En el anterior post lo que quería explicar es que, para comunicarnos entre distintas redes (como Internet) necesitamos información de nuestra red. En especial dónde hay un dispositivo encaminador que conozca otras redes (router), información acerca de la dirección destino (dirección IP), unas reglas sobre cómo se producirá la comunicación (que llamamos transporte) y un lenguaje común a ambos para entender qué deseamos del otro: a esto se le llama protocolo de aplicación. Estructuramos esta información en capas, de manera que, si cambiamos una de ellas, no tenemos porqué cambiar las que están por debajo o por encima. Veamos cómo queda.


Uno de los protocolos de aplicación más útiles, usados y conocidos es DNS (Domain Name System). Aunque DNS puede servir para más cosas, su función principal en Internet es proporcionar las direcciones IP de los nombres de equipo. Por ejemplo, tomemos el nombre de equipo google.es al que accedemos desde España. Pero ya sabemos que en Internet los equipos se identifican con números, direcciones IP. La traducción de este nombre, sencillo de recordar, a dirección IP la realizan los servidores DNS. En este caso, la dirección IP es 72.14.207.191 (aunque lo más seguro es que haya más de una IP para este nombre).

DNS da para muchos posts. Diremos sólo que el servicio funciona de forma jerárquica. Probablemente tendremos un servidor DNS cercano y a éste irán nuestras preguntas del tipo "¿qué dirección IP tiene www.talmaquina.com?". Si nuestro servidor cercano lo sabe, perfecto. Pero si no, él tiene un servidor DNS por encima y le pregunta a éste. "¿Oye, tú sabes qué dirección IP tiene www.talmaquina.com?". Si ese servidor no lo sabe, contestará algo así como: "No, ni idea, pero pregunta a 'Otro servidor' que sabe más'". ¡Lo típico cuando preguntamos direcciones!. Y así va preguntando hacia arriba. Y arriba de todo están los super-servidores DNS de primer nivel, de los cuales hay 13 distribuidos geográficamente de forma equitativa: 7 en EE.UU. y el resto desperdigados.

Volvamos a lo nuestro, supongamos que yo tecleo el nombre de una dirección web en mi navegador: www.dimequenoexiste.com. ¿Qué es lo que pasará? Que mi navegador tratará de averiguar cuál es la dirección de la máquina con ese dominio para contactar con ella y pedirle una página html, típicamente. Para eso, efectuará una petición DNS.

La petición que quiero mandar al servidor DNS es: "¿qué dirección IP tiene www.dimequenoexiste.com?". Esa pregunta la codifico según el protocolo DNS. DNS, por otro lado, funciona sobre el protocolo de transporte UDP. Recordemos que los protocolos de transporte servían para añadir cierta coherencia al lío de la fragmentación de paquetes que se producía al gastar IP, y al hecho de que podían llegar desordenados o perderse. UDP no ofrece tanta garantía como TCP, es más sencillo: apenas añade información del número de puerto para identificar el servicio (ahora DNS). Metemos la información DNS dentro del paquete UDP. Toda esa información la meteremos en un paquete IP, para que viaje por Internet. Como yo me conecto a Internet gracias a una red Ethernet, tendré que meter el paquete IP dentro de una trama Ethernet. El controlador de Ethernet (que está en la tarjeta de red) se encarga de codificar esos unos y ceros de la mejor manera para transmitirlos.

En total, 5. 5 niveles, que fueron los explicados en el anterior post. En la imagen vemos como se forma cada paquete y se mete en el del nivel inferior. Al navegador que gastamos, por ejemplo, la información acerca de las direcciones Ethernet utilizadas le importa un pimiento. De ahí que podamos hacer navegadores sin preocuparnos de esta cuestión.

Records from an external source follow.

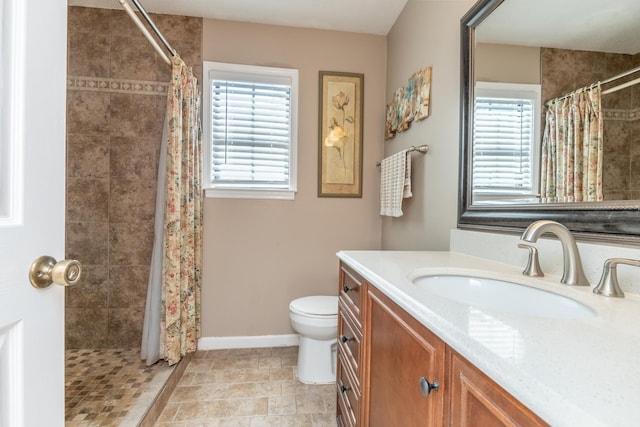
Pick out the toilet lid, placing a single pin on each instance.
(317, 305)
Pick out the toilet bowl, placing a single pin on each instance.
(315, 319)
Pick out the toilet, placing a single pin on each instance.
(315, 319)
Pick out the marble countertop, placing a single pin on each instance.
(571, 372)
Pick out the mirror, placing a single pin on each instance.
(506, 42)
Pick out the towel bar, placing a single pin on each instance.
(420, 149)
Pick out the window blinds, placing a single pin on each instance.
(251, 134)
(503, 146)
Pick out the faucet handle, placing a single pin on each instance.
(533, 265)
(608, 285)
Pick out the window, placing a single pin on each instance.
(506, 140)
(250, 131)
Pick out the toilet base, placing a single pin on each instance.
(316, 361)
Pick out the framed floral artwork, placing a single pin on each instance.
(340, 134)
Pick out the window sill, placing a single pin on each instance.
(220, 193)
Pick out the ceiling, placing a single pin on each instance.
(359, 16)
(593, 25)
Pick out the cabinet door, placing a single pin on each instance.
(475, 400)
(401, 352)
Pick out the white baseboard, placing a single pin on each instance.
(217, 343)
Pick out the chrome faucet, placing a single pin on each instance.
(573, 273)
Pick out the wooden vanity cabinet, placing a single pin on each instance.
(475, 400)
(383, 354)
(402, 353)
(349, 369)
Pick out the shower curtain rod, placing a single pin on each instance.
(609, 80)
(146, 32)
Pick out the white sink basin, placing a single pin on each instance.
(503, 296)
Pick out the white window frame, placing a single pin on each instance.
(251, 73)
(516, 91)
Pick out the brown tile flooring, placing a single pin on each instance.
(109, 387)
(248, 387)
(240, 387)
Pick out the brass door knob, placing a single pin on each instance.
(45, 270)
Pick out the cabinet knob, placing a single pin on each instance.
(426, 387)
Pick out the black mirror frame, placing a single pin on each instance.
(589, 221)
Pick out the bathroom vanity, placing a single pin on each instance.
(411, 356)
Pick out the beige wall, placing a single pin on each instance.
(507, 63)
(261, 254)
(427, 33)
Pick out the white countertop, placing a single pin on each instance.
(571, 372)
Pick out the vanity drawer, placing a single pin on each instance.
(348, 395)
(352, 292)
(350, 342)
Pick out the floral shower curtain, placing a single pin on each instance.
(572, 148)
(182, 260)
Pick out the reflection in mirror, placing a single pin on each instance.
(568, 164)
(525, 66)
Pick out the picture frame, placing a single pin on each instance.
(340, 132)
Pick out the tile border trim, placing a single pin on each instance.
(103, 84)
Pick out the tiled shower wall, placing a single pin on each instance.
(116, 100)
(566, 70)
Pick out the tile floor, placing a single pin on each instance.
(109, 387)
(248, 387)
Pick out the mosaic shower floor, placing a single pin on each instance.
(110, 387)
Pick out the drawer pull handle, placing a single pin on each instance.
(347, 289)
(426, 387)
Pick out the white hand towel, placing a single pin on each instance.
(395, 183)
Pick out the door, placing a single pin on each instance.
(405, 361)
(32, 170)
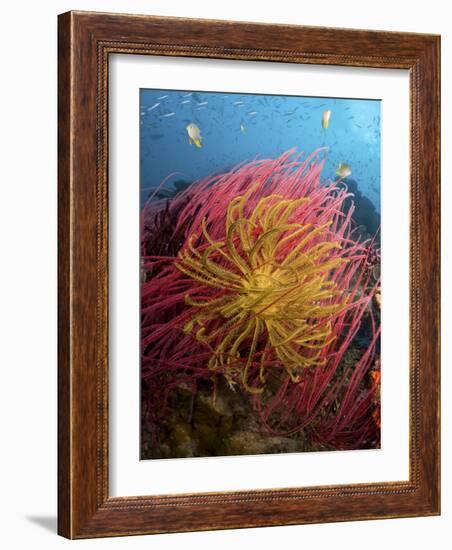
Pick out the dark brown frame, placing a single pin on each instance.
(85, 42)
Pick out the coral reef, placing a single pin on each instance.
(257, 295)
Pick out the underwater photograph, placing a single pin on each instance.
(259, 274)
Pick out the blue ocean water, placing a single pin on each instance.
(238, 127)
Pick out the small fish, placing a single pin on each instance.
(326, 119)
(194, 135)
(343, 170)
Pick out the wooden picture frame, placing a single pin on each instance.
(85, 42)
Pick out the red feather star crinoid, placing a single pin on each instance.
(265, 291)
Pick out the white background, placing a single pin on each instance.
(28, 272)
(128, 475)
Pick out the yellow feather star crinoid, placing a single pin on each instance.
(270, 297)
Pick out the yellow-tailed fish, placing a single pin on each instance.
(194, 135)
(343, 170)
(326, 119)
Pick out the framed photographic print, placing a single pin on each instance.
(248, 275)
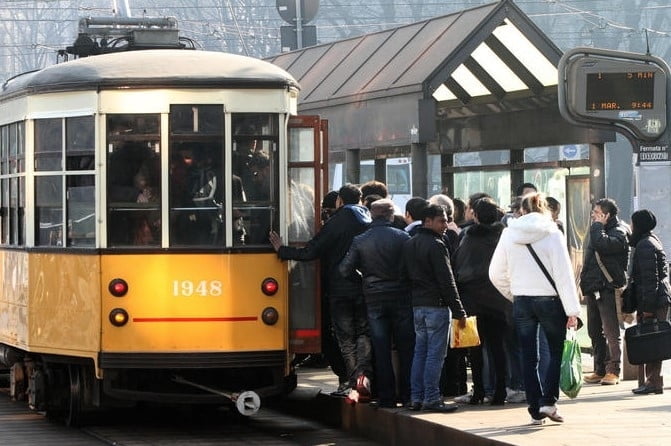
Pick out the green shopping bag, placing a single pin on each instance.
(570, 377)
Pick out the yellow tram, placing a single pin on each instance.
(137, 192)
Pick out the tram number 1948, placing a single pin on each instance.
(204, 288)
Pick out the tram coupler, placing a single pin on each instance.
(247, 402)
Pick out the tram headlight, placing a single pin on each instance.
(269, 286)
(118, 287)
(118, 317)
(269, 316)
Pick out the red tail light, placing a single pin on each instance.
(118, 287)
(269, 286)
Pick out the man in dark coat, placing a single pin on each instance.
(376, 254)
(346, 302)
(434, 294)
(604, 270)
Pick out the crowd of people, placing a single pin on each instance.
(394, 281)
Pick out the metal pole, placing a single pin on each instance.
(299, 24)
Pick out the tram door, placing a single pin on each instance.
(308, 182)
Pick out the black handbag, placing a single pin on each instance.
(648, 341)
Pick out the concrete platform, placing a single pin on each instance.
(601, 415)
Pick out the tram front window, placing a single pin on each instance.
(255, 174)
(133, 180)
(196, 175)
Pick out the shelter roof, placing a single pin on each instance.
(483, 54)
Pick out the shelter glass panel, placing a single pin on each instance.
(484, 158)
(495, 183)
(197, 175)
(4, 150)
(255, 164)
(48, 144)
(435, 184)
(552, 183)
(133, 181)
(569, 152)
(301, 144)
(49, 211)
(5, 211)
(366, 171)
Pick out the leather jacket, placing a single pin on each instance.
(611, 241)
(376, 254)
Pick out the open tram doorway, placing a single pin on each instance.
(307, 177)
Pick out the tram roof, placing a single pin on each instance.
(152, 68)
(483, 61)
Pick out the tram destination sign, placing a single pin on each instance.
(617, 90)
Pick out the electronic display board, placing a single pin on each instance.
(609, 88)
(631, 90)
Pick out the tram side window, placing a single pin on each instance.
(71, 140)
(80, 189)
(48, 144)
(49, 210)
(255, 177)
(12, 171)
(133, 180)
(196, 175)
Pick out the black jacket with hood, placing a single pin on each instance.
(470, 263)
(611, 241)
(331, 244)
(377, 254)
(426, 262)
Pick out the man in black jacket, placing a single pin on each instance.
(376, 254)
(434, 293)
(346, 302)
(604, 270)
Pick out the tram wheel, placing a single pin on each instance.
(73, 410)
(68, 394)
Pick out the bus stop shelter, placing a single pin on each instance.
(482, 79)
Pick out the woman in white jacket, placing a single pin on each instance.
(537, 302)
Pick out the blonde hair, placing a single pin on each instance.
(534, 202)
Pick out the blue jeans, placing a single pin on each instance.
(530, 312)
(391, 317)
(431, 330)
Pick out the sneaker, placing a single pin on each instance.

Una vez hecha la pregunta, el servidor nos contestará gastando el mismo protocolo DNS. En la segunda imagen podemos ver la respuesta1. Podemos identificar los distintos paquetes de información de la respuesta. Arriba Ethernet, luego IP, luego UDP y luego DNS. Abajo vemos todos los bits del mensaje, en forma hexadecimal.

Nos podemos fijar, por ejemplo, en que la parte Ethernet hay un identificador que nos dice que el mensaje que contiene es IP (Type 0x0800). Asimismo, en el mensaje IP vemos que hay un identificador que nos dice que el mensaje que transporta es de tipo UDP (Protocol UDP: 0x11). Y que en el mensaje UDP, el puerto de origen 53 identifica el servicio que lo envía: DNS. La respuesta proporcionada por DNS es clara: No such name: ese nombre solicitado, www.dimequenoexiste.com, no existe.

Si hubiese pedido una página html a un servidor HTTP, sería muy parecido. Pero gastaría TCP en vez de UDP, ya que hay que manejar mayor intercambio de información y es necesaria cierta coherencia en la comunicación. Y por encima de TCP gastaría HTTP. Pero el formato por debajo no cambiaría.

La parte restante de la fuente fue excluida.